I'm not sure if this is relevant here (since I didn't test anything), but shouldn't be the calculation of hours like this?:

> h := r mod 24; r := r div 24;

ZOPPO

No, we are going from minutes to hours, so I think my caculations are OK. I'll check thatand get back if there are any errors in it.

Geert:

I am using int64 (which is 64 bit) except for days, hours, minutes and seconds. I see your point that I might be crossing the 32-bit boundary on seconds (86400 in a day). I'll check it and let you know. (I just rebooted my computer, so it'll have to wait for a day). Thanks.

Here a step by step calculation:

// let's assume r = 180330 (50 hours, 5 minutes and 3 seconds)

s := r mod 60; r := r div 60;

// now s == 30, r == 3005

m := r mod 60; r := r div 60;

// now m == 5, r == 50

Now, next line as you have it

{

h := r mod 60; r := r div 24;

// now h == 50, r = 2

}

Here the same with 'mod 24'

{

h := r mod 24; r := r div 24;

// now h == 2, r = 2

}

BTW, I don't believe this has to do with the main problem ...

Regards,

ZOPPO

I said "we are going from minutes to hours," which wasn't what you were pointing out (we are going from hours to days).

Yes, this doesn't have anything to do with the issue, but pretty important nevertheless. Thanks for correcting me. I'll divide the points upon resolving the other issue.

you are wrong and Zoppo was right. Modulo 60 returns a number between 0 and 59 what obviously is wrong when counting hours.

>>>> BTW, I don't believe this has to do with the main problem ...

Probably not as the days were 0, right?

>>>> Can someone tell me why the following code doesn't work ?

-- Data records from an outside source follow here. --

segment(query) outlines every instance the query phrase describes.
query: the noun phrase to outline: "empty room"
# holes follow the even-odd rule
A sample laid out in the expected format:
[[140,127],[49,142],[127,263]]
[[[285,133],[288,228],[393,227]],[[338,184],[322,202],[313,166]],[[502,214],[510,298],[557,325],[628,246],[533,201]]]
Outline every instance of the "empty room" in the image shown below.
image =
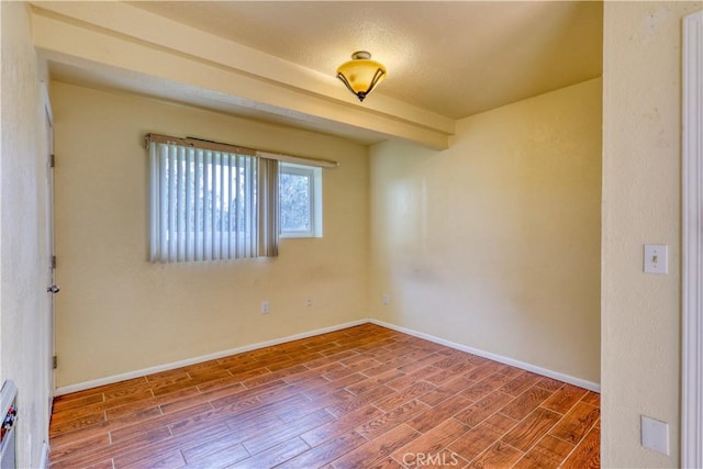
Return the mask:
[[700,10],[0,2],[2,467],[703,464]]

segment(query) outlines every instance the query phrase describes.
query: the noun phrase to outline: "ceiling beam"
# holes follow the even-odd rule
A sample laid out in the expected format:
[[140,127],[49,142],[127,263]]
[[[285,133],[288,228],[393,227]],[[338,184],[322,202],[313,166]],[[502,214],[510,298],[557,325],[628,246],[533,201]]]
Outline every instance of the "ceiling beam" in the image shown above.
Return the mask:
[[51,60],[125,80],[163,80],[232,105],[315,123],[322,131],[373,134],[436,149],[454,121],[375,93],[364,104],[333,76],[282,60],[122,2],[32,2],[35,47]]

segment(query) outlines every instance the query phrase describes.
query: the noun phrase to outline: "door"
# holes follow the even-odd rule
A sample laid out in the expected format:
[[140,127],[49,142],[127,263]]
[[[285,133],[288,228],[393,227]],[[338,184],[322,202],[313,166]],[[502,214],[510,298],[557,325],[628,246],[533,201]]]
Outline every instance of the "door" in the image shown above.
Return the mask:
[[55,308],[54,297],[58,292],[55,284],[56,257],[54,255],[54,122],[52,107],[48,100],[48,91],[44,89],[44,109],[46,111],[46,294],[48,295],[48,314],[46,319],[46,364],[47,364],[47,392],[48,392],[48,417],[52,416],[52,404],[54,400],[54,390],[56,389],[56,378],[54,376],[56,356],[55,340]]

I have a guess. I'll assume the counter counts in nanoseconds. Then for one day the QPC would count about 86 billion what is 20 times of a 32 bit maximum. I assume that mod and div return a 32 bit integer. So in 3 days we will have 60 times a 32bit divided by 60. Hence we have reached the 32bit boundary stored in the seconds.

Yes, exactly ...

About the 32-bit problem - I agree with itsmeandnobodyelse ... maybe declaring the 'r' as int64 could solve the problem.

ZOPPO

you have a mix of types of variables

and maybe they all get converted to word on the line

r := t div f; // in seconds

1. The trouble was in the type of 'r', which is limited at 65535, but a day has 86400 seconds. I have revised it to int64.

2. The count is a tick (frequency ticks per second), and not really nanoseconds or microseconds. In a 2.4Ghz machine you get 2400000000 ticks per second.